A Parametric Memory Head for Continual Generative Retrieval
For practitioners deploying generative retrieval in dynamic environments, this work addresses the stability-plasticity trade-off with a memory-based approach that reduces forgetting without full retraining.
Generative retrieval models suffer catastrophic forgetting when adapted to dynamic document collections. The proposed PAMT method with a parametric memory head improves retention on earlier slices by up to 20% while maintaining performance on new documents, modifying only sparse memory values per session.

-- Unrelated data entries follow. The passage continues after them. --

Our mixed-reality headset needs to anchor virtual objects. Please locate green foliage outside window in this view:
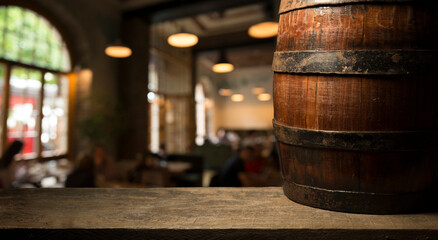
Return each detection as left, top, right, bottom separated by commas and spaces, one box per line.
0, 6, 70, 72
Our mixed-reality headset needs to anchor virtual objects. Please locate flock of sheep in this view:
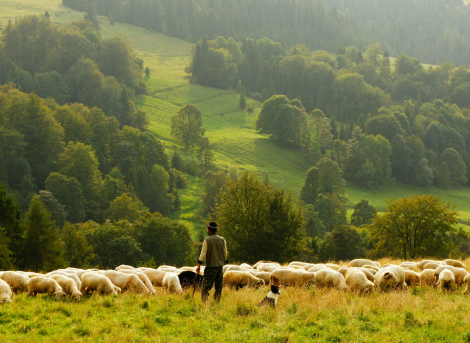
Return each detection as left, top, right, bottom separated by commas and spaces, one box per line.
0, 259, 470, 304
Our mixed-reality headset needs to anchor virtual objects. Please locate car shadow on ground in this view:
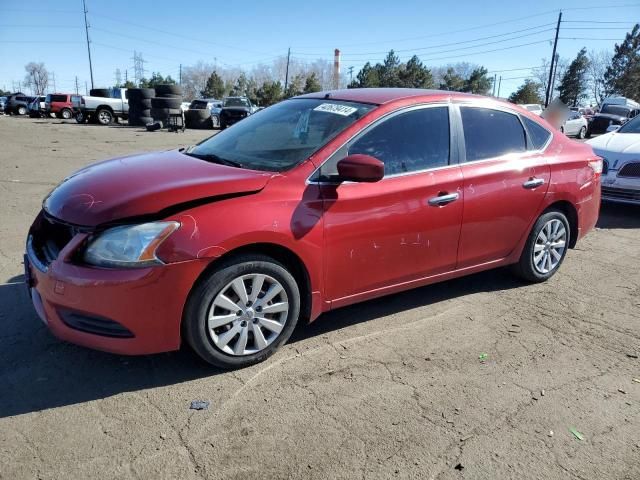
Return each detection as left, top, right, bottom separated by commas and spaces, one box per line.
0, 269, 521, 418
596, 202, 640, 229
0, 205, 640, 418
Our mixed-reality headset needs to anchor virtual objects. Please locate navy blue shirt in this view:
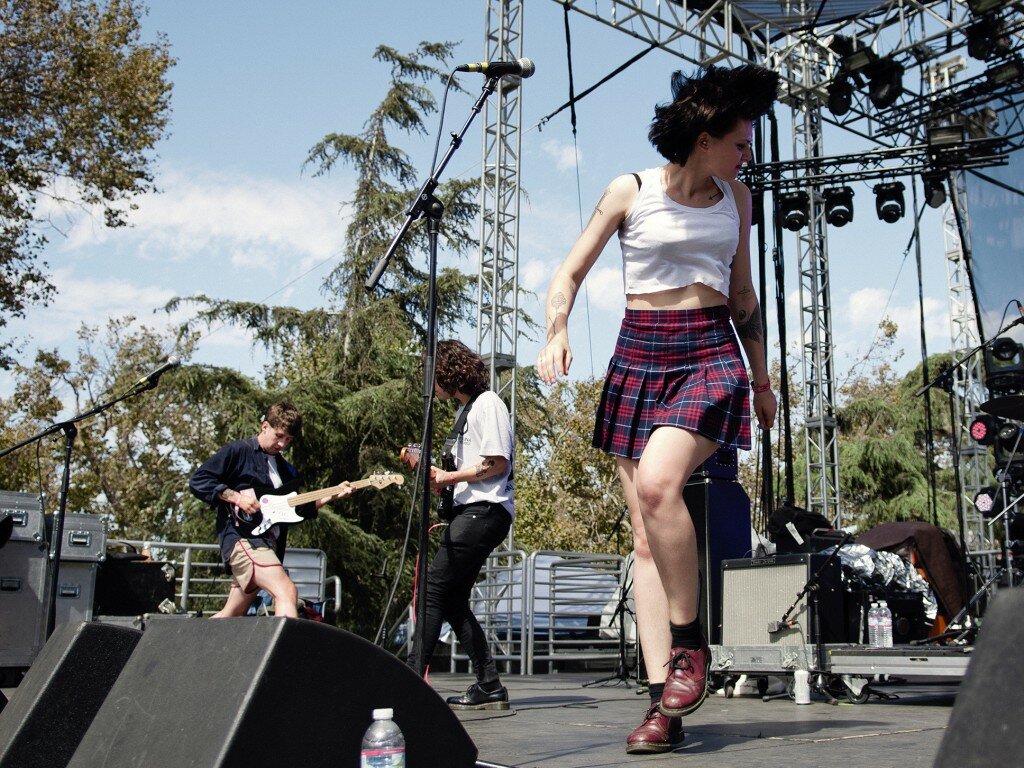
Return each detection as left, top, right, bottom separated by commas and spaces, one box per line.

Generative information retrieval (GenIR) consolidates retrieval into a single neural model that decodes document identifiers (docids) directly from queries. While this model-as-index paradigm offers architectural simplicity, it is poorly suited to dynamic document collections. Unlike modular systems, where indexes are easily updated, GenIR's knowledge is parametrically encoded in its weights; consequently, standard adaptation methods such as full and parameter-efficient fine-tuning can induce catastrophic forgetting. We show that sequential adaptation improves retrieval on newly added documents but substantially degrades performance on earlier slices, exposing a pronounced stability-plasticity trade-off. To address this, we propose post-adaptation memory tuning (PAMT), a memory-only stabilization stage that augments an adapted model with a modular parametric memory head (PMH). PAMT freezes the backbone and attaches a product-key memory with fixed addressing. During prefix-trie constrained decoding, decoder hidden states sparsely query PMH to produce residual corrections in hidden space; these corrections are mapped to score adjustments via the frozen output embedding matrix, computed only over trie-valid tokens. This guides docid generation while keeping routing and backbone parameters fixed. To limit cross-slice interference, PAMT updates only a fixed budget of memory values selected using decoding-time access statistics, prioritizing entries frequently activated by the current slice and rarely used in prior sessions. Experiments on MS MARCO and Natural Questions under sequential, disjoint corpus increments show that PAMT substantially improves retention on earlier slices with minimal impact on retrieval performance for newly added documents, while modifying only a sparse subset of memory values per session.